It appears that Python's __getslice__(self, a, b) overload has a surprising
behavior. From
http://docs.python.org/reference/datamodel.html#object.__getslice__:
"If negative indexes are used in the slice, the length of the sequence is
added to that index."
So when you evaluate rows[-20:], Python evaluates len(rows) (which is 13 in
the above example), and calls:
rows.__getslice__(-20+13, 2147483647)
rather than:
rows.__getslice__(-20, None)
or rows.__getslice__(-20, 2147483647)
as one might initially suspect. The Rows object just passes the received
indices on to self.records, so you're getting a new Rows back containing
records[-7:] - clearly not what you want!!
SOLUTION:
It turns out that __getslice__ is deprecated since Python 2.0, and that
__getitem__ should be used instead.

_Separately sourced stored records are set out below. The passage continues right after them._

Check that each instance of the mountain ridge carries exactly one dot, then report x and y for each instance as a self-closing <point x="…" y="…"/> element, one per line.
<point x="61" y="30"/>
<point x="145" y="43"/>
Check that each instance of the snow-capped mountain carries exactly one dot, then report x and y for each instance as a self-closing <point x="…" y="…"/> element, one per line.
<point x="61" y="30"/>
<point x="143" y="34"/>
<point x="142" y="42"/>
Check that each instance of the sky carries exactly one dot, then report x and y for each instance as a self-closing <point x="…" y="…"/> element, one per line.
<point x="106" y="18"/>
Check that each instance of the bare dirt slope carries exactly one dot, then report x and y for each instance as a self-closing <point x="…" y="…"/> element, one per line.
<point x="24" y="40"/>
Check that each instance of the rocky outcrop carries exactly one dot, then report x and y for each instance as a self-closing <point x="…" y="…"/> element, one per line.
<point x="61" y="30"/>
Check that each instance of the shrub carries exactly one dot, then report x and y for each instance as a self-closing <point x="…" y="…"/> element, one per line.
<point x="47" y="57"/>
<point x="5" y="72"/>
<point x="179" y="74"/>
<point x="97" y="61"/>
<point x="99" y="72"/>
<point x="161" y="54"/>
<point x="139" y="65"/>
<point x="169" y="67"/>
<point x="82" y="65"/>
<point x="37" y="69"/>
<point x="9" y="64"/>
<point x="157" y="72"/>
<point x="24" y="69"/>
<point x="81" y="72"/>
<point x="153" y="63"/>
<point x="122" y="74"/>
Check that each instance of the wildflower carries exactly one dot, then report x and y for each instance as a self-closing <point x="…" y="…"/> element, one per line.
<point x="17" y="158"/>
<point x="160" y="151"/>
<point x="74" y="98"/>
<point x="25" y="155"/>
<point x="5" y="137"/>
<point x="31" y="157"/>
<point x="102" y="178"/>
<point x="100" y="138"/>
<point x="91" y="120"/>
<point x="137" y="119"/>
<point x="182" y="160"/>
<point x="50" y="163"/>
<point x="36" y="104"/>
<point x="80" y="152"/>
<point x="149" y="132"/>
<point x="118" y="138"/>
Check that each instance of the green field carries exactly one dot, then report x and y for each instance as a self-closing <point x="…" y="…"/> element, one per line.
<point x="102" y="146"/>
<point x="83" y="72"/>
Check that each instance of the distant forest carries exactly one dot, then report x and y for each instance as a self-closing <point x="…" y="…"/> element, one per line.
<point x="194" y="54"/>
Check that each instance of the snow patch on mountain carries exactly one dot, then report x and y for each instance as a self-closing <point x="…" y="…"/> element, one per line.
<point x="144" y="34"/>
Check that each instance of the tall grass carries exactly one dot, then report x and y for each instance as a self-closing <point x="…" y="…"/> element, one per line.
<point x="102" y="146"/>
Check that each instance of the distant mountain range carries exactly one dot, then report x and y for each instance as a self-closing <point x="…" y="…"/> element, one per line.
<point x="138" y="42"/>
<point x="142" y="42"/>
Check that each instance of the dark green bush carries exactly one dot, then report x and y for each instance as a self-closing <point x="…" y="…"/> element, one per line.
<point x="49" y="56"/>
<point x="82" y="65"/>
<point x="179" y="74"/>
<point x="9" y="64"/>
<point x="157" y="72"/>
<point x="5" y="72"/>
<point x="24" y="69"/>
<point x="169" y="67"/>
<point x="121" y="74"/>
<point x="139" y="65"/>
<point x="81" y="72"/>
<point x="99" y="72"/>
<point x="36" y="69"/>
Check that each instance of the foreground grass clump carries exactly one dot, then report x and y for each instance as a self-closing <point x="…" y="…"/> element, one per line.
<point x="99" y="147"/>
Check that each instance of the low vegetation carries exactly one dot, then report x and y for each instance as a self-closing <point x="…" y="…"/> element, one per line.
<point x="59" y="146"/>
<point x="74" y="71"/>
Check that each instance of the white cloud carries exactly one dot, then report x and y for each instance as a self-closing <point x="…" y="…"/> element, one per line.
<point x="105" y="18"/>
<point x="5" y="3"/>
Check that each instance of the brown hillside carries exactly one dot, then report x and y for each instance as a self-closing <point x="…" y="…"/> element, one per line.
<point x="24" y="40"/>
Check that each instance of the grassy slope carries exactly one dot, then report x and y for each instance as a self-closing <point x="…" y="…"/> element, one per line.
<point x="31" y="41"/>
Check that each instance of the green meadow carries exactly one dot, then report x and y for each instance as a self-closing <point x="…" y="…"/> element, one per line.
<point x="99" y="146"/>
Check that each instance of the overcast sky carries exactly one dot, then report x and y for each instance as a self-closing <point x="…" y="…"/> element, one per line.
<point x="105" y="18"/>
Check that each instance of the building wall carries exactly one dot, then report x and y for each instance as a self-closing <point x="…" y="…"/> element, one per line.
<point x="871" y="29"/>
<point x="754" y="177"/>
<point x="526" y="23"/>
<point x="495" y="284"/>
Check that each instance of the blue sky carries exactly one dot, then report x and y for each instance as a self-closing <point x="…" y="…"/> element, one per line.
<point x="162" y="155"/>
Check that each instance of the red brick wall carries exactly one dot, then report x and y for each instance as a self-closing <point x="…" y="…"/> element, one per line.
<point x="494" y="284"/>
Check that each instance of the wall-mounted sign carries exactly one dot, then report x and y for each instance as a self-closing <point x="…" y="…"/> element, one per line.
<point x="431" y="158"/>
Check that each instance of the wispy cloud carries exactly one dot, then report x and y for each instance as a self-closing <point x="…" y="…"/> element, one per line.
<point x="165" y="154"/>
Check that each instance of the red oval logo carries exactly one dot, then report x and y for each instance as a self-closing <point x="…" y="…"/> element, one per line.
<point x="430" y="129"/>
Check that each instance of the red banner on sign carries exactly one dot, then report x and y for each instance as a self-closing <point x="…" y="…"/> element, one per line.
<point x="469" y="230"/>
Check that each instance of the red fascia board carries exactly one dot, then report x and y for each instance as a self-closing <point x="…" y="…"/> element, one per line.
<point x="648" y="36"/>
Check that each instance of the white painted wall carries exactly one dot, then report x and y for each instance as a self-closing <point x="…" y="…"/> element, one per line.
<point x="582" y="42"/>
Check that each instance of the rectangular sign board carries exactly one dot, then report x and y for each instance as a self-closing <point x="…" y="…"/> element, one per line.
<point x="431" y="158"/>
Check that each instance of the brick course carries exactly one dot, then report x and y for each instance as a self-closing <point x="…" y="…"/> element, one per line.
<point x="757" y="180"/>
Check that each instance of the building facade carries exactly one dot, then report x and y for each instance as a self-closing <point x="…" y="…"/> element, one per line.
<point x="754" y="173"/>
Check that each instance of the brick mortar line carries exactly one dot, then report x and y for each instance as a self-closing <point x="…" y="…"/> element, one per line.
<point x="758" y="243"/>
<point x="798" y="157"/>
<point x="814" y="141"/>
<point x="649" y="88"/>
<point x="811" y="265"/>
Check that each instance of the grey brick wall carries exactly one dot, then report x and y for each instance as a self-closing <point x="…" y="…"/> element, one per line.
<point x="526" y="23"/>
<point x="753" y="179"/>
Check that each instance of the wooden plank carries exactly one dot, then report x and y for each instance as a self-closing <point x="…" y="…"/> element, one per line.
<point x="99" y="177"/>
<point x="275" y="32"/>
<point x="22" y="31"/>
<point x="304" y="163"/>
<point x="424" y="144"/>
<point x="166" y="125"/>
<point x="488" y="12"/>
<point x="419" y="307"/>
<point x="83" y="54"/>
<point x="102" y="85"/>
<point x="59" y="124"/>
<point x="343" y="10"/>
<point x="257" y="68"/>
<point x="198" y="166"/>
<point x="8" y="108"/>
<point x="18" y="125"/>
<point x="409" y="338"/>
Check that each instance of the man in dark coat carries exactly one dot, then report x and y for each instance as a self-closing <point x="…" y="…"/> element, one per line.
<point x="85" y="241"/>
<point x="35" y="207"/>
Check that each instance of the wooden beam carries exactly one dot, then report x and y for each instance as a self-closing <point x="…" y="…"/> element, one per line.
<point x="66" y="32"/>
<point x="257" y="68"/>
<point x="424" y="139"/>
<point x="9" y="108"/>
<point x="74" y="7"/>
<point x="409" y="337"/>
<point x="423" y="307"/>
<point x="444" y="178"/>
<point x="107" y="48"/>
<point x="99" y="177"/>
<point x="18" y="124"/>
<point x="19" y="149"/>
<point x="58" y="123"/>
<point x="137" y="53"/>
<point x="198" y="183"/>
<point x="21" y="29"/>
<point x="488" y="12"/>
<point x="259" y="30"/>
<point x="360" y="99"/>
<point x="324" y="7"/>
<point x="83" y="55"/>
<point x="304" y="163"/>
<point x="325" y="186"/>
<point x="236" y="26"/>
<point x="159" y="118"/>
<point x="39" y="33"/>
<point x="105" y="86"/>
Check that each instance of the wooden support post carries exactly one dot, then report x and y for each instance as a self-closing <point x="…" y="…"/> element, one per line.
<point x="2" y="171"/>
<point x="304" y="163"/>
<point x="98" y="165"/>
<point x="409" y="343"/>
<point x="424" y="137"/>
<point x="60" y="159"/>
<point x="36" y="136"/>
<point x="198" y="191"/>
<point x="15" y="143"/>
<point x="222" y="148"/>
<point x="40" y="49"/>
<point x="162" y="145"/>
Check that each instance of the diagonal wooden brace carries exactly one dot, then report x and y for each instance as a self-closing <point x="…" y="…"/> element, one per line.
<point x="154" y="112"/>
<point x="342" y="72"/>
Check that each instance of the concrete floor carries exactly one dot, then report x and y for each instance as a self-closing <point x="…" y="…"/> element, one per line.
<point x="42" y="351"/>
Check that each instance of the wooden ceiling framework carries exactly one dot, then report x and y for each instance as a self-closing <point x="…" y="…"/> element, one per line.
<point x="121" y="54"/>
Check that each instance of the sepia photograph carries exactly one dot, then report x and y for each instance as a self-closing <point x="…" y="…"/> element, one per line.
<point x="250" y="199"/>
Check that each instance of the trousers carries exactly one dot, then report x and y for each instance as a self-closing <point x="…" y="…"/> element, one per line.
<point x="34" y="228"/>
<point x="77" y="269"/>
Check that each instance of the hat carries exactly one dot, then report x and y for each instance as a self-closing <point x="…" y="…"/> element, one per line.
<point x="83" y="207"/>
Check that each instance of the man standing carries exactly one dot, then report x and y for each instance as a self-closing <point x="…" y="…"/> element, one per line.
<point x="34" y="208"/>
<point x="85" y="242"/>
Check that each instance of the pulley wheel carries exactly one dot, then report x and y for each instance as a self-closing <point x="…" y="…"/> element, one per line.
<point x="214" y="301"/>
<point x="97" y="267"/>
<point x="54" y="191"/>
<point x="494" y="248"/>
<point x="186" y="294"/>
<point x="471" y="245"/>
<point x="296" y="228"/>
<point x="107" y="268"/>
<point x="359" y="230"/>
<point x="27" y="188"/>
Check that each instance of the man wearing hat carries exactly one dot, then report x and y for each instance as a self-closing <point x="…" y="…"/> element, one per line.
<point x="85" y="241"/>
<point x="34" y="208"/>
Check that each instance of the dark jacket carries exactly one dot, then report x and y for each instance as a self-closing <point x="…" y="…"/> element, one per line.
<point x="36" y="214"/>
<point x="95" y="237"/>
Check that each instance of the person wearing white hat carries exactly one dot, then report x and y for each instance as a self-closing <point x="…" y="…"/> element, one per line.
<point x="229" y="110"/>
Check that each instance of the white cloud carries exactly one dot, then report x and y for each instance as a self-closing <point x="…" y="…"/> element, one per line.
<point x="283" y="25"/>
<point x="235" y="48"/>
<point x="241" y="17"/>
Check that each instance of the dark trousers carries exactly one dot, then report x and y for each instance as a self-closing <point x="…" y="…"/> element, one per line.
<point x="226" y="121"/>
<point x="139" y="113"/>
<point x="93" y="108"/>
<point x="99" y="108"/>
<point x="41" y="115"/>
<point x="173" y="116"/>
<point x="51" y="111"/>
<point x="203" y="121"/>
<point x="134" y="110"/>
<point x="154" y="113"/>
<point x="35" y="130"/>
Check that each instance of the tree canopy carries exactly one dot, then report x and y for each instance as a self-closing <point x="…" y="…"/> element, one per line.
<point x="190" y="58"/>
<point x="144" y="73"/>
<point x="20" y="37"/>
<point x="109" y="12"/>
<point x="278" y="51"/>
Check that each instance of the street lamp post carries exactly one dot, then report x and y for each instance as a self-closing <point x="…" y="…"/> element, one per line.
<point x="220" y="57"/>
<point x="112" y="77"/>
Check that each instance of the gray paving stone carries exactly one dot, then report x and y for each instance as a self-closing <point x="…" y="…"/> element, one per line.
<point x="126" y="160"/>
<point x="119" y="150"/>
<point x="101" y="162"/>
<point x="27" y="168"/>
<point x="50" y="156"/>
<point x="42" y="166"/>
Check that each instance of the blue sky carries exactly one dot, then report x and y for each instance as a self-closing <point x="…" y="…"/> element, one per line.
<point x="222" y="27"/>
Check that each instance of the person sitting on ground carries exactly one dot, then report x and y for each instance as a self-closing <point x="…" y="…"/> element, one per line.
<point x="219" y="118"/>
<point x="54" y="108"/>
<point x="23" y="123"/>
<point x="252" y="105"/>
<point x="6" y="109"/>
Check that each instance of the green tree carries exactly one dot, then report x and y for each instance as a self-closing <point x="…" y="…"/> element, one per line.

If __getslice__ is missing and a a slice
is requested, __getitem__ receives a "slice" object. A proposed fix:
- remove __getslice__ from Rows
- replace __getitem__ with:
def __getitem__(self, i):
if isinstance(i, slice):
return Rows(self.db, self.records[i], self.colnames)
else:
row = self.records[i]
keys = row.keys()
if self.compact and len(keys) == 1 and keys[0] != '_extra':
return row[row.keys()[0]]
return row
I've done a bit of testing with this. It fixes the problem noted by Gene,
and does not appear to break anything obvious.